On Fri, May 11, 2018 at 08:19:59AM +0200, Duy Nguyen wrote:
> On Fri, May 11, 2018 at 6:49 AM, Junio C Hamano <[email protected]> wrote:
> > Junio C Hamano <[email protected]> writes:
> >
> >> René Scharfe <[email protected]> writes:
> >>
> >>>> But it somehow feels backwards in spirit to me, as the reason why we
> >>>> use "void *" there in the decoration field is because we expect that
> >>>> we'd have a pointer to some struture most of the time, and we have
> >>>> to occasionally store a small integer there.
> >>>
> >>> Yes, fast-export seems to be the only place that stores an integer as
> >>> a decoration.
> >>
> >> With the decoration subsystem that might be the case, but I think
> >> we have other codepaths where "void * .util" field in the structure
> >> is used to store (void *)1, expecting that a normal allocation will
> >> never yield a pointer that is indistinguishable from that value.
> >
> > I was looking at a different topic and noticed that bisect.c uses
> > commit->util (which is of type "void *") to always store an int (it
> > never stores a pointer and there is no mixing). This one is equally
> > unportable as fast-export after your fix.
> >
>
> In both cases we should be able to use commit-slab instead of
> commit->util. We could go even further and kill "util" pointer but
> that's more work.
I would love it if we could kill the util pointer in favor of
commit-slab. Unfortunately the fast-export case is decorating non-commit
objects, too.
I'm not sure how possible/easy it would be to have an "object slab".
Some complications are:
1. It would increase the size of "struct tree" and "struct blob" by at
least 4 bytes (possibly 8, due to alignment) to store the slab
index. Commits would stay the same, but my experience is that most
repositories have 5-10 times as many trees/blobs as commits.

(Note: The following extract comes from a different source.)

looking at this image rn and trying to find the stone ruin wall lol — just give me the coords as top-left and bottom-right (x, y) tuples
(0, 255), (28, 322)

Some of that memory might be reclaimable. E.g., if we moved
tree->buffer and tree->size into a slab, callers which don't use
them would actually come out ahead (and more callers than you might
expect could do this, since many only need to look at the tree
contents inside a single function).
2. If we allocate the indices for all types as a single sequence, then
callers who only care about a specific type will have very sparse
slabs (so they'll over-allocate, and it will have poor cache
behavior).
It might be possible to do something more clever. E.g., give each
object type its own index counter, but then for a full object-slab,
store per-type slabs and dereference obj->type to know which slab
to look in.
There'd be some complication with any_object. We'd probably need an
OBJ_NONE slab, and then to allocate a type-specific index when the
type is assigned. There's already a central point for this in
object_as_type(). But we'd also have to migrate any
previously-stored slab data (stored when it was OBJ_NONE), which
implies having a global list of slabs.
So I dunno. It seems do-able but complicated.
-Peff